The apartment in controversy contains four rooms and is occupied by defendant, his wife, and twenty-eight-year-old invalid daughter, under a month to month tenancy. Plaintiff’s son and his family consisting of his wife and two minor children occupy a three-room apartment a block away from the premises here involved.

Plaintiff testified that he is ill and under the care of a physician; that he wants to put his son in possession of defendant’s apartment because he needs the assistance of his son in the operation of the building, and for the further reason that defendant’s apartment is larger than the one presently occupied by his son.

Defendant’s petition to vacate the former judgment alleges in substance that a full hearing was not had *175in the former trial; that plaintiff made certain misrepresentations in the former hearing with respect to the number of rooms in the apartment occupied by plaintiff’s son, the condition of plaintiff’s health, and other matters which existed at the time the instant suit was filed.

Plaintiff’s principal contention is that the original judgment, finding the defendant guilty of unlawfully withholding possession of the premises from the plaintiff, was a consent judgment, and that the court erred in setting it aside. An examination of the record discloses that the judgment shows on its face that it was entered by agreement. It reads as follows:

“Now come the parties to this cause and thereupon by agreement between the parties hereto made in open court, the court enters the following finding, to-wit: . . . ."
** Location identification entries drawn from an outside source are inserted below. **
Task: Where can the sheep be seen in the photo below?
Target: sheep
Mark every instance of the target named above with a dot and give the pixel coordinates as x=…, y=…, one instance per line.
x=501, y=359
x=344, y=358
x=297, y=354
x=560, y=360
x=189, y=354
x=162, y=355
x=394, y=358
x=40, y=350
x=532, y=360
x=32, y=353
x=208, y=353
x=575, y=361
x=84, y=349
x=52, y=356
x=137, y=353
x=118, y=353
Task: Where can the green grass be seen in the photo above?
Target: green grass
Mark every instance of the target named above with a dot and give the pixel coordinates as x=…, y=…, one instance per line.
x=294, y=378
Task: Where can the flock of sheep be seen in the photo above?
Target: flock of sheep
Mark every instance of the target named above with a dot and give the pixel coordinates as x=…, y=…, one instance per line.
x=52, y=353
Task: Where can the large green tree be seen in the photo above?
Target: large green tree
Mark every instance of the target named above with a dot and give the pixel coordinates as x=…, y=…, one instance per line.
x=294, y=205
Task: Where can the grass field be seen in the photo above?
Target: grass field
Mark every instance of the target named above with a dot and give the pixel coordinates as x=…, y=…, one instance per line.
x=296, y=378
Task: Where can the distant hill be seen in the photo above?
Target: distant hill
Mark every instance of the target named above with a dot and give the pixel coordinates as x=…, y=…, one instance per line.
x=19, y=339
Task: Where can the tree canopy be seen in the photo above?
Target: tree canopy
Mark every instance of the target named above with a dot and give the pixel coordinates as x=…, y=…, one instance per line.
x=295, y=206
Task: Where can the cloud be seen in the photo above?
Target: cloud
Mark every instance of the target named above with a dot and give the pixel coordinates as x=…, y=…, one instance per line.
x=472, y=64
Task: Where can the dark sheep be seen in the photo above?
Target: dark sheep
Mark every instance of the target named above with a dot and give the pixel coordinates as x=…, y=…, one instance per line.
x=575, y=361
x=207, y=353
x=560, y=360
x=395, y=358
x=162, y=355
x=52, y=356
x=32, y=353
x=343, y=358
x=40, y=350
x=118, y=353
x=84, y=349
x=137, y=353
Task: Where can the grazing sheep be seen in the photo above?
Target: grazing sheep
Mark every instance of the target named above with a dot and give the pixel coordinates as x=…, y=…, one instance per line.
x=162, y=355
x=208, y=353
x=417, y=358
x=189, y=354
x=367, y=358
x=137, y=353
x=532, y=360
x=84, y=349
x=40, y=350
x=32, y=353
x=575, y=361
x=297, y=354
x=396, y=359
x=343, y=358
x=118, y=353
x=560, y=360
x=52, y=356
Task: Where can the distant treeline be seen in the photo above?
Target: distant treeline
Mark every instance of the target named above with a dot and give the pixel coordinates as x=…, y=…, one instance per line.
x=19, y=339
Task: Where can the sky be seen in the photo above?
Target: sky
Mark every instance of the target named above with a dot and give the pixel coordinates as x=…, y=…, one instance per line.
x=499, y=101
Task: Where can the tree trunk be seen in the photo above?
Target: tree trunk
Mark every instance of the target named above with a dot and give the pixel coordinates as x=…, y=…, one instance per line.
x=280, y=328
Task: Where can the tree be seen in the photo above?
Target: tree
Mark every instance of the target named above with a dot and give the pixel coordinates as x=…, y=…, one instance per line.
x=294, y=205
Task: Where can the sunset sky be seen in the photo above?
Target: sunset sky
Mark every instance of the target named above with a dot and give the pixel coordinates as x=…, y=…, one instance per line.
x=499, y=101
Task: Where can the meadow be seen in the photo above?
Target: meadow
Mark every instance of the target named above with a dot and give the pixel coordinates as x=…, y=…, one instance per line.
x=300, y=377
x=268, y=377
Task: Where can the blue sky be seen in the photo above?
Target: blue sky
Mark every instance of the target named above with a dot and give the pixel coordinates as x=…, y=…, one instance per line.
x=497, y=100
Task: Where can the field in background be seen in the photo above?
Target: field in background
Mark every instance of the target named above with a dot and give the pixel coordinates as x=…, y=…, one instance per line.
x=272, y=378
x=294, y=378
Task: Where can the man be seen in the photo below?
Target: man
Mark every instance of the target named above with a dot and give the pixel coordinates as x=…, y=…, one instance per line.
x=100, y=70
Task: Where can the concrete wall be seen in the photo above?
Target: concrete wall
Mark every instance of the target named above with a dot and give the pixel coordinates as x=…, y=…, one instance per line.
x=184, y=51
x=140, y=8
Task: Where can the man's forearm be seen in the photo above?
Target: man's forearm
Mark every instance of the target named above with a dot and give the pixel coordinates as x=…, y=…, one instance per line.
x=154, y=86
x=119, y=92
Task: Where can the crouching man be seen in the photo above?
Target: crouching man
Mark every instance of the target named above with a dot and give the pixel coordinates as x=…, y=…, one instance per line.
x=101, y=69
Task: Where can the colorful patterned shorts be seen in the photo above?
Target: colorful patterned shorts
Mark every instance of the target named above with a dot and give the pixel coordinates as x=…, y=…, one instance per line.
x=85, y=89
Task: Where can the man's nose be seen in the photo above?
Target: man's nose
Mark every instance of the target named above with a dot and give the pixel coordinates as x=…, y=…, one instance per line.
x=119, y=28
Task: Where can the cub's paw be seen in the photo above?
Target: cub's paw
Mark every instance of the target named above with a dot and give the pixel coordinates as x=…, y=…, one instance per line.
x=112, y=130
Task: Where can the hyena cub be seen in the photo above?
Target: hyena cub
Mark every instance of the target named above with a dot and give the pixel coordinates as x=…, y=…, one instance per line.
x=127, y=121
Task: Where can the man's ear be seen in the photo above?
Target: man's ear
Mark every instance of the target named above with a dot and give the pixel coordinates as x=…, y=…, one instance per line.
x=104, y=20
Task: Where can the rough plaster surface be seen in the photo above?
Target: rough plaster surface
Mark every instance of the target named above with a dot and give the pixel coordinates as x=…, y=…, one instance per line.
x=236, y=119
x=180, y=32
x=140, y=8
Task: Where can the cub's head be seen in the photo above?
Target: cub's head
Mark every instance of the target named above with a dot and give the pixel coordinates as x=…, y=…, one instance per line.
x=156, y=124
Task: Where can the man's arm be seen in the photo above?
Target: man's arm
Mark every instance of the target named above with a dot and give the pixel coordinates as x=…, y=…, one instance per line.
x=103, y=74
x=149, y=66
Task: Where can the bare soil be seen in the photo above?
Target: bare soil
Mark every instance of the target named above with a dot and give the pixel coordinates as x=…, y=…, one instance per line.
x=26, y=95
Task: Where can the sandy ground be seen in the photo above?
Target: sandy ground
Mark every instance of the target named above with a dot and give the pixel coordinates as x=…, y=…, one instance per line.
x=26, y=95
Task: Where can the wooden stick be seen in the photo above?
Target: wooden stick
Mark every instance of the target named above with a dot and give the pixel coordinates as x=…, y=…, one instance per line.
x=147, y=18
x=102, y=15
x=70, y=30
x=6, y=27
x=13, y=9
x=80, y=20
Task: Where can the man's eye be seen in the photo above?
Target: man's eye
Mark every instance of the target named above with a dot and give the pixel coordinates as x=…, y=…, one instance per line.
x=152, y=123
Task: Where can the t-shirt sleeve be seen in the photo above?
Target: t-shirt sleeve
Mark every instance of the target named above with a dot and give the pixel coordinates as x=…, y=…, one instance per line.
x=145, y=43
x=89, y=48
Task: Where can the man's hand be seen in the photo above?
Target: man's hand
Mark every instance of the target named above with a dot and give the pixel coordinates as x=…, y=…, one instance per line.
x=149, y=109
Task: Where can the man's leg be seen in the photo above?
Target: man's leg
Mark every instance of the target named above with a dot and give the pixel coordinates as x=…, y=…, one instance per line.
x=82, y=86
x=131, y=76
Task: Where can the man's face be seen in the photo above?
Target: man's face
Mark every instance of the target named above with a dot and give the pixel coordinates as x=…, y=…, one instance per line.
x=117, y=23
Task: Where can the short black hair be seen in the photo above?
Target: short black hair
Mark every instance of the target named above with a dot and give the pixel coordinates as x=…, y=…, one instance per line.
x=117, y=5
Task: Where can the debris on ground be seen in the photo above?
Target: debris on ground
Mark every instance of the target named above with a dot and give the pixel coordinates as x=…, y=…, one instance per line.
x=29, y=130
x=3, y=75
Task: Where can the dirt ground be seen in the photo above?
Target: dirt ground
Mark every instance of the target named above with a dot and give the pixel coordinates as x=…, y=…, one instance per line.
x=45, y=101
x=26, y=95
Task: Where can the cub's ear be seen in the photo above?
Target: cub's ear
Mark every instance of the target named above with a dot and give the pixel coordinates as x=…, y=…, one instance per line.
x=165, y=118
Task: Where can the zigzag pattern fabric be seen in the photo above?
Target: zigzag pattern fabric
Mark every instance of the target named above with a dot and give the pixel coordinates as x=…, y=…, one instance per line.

A consent decree is not a judicial determination of the rights of the parties. It does not purport to represent the judgment of the court, but merely records the agreement of the parties. A decree entered by consent cannot be reviewed by appeal or writ of error. (Sims v. Powell, 390 Ill. 610; Bergman v. Rhodes, 334 Ill. 137; Smith v. Kimball, 128 Ill. 583; Armstrong v. Cooper, 11 Ill. 540; Dunlop v. Horton, 337 Ill. App. 106.)

For the reasons stated, the judgment appealed from is reversed and the cause remanded with directions to deny the petition to vacate the former judgment and for a new trial, thus permitting the original judgment for possession in favor of plaintiff to stand.

Reversed and remanded with directions.

Burtce, P. J., and Kiley, J., concur.